Resource builder specific options & database harvesters

This page documents specific options which can be used in the Options column of the resources sheet of the Excel builder workbook. These options are formatted using a UNIX CLI format e.g. --option value.

Resource specific options

DataStore resource specific options

options:
  --data-cleaner DATA_CLEANER
                        Data cleaner to call before uploading data
  --one-frame-per-primary-key
                        Enabling this option makes the upload process expect
                        one DataFrame per primary key combination (except the
                        last field of the primary key, which could be an index
                        in the file). 
                        This option should be associated with the file format 
                        option --no-chunks to ensure a file is treated at once
  --group-by GROUP_BY   Fields of the primary key defining the request to
                        reconstruct a file, in --one-frame-per-primary-key
                        mode, separated by a comma (no spaces). By default,
                        the first columns of the primary, except the last one
                        is used.

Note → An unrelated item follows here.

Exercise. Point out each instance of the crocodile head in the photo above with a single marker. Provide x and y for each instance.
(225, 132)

At least one field of the primary key must be
                        unused here.
  --include-source-file
                        Add a column for the file name of the original data
                        (named py_source_file)
  --no-upload-index     Disable the generation of an upload index column in
                        case no primary key was given (named py_upload_index)

Examples: 
- Selecting a Data Cleaner: --data-cleaner GeoJSON 
- Process one file per primary key combination 
(first columns of the primary key, except the last one): --one-frame-per-primary-key --no-chunks

File harvester options

The base file reader functions can be customized using the following arguments:

File format reader arguments

options:
  --chunk-size CHUNK_SIZE
                        Chunk size for reading files by chunks (number of
                        records). The number of lines sent per request is the
                        minimum of chunk size and CKAN parameter
                        ckan.params.default_limit_write Enabling this option
                        activates reading by chunks (if supported by the file
                        format)
  --no-chunks           Option to disabling reading files by chunks
  --allow-chunks        Option to enable reading files by chunks (useful for
                        file formats not enabling this feature by default)
  --read-kwargs [READ_KWARGS ...]
                        Keyword arguments for the read function in key=value
                        format
  --write-kwargs [WRITE_KWARGS ...]
                        Keyword arguments for the write function in key=value
                        format

Examples: 
- Changing chunk size: --chunk-size 10000 
- Disabling reading files by chunks: --no-chunks 
- Additional arguments for pandas.read_csv 
for a CSV file: --read-kwargs compression=gzip header=10

Pre-defined file format I/O functions

The following section lists the pre-defined file format I/O functions. The choice of the function is determined by the Format attribute. The Options attribute described above can be used to customize the functions behavior according to the documentation of the underlying functions.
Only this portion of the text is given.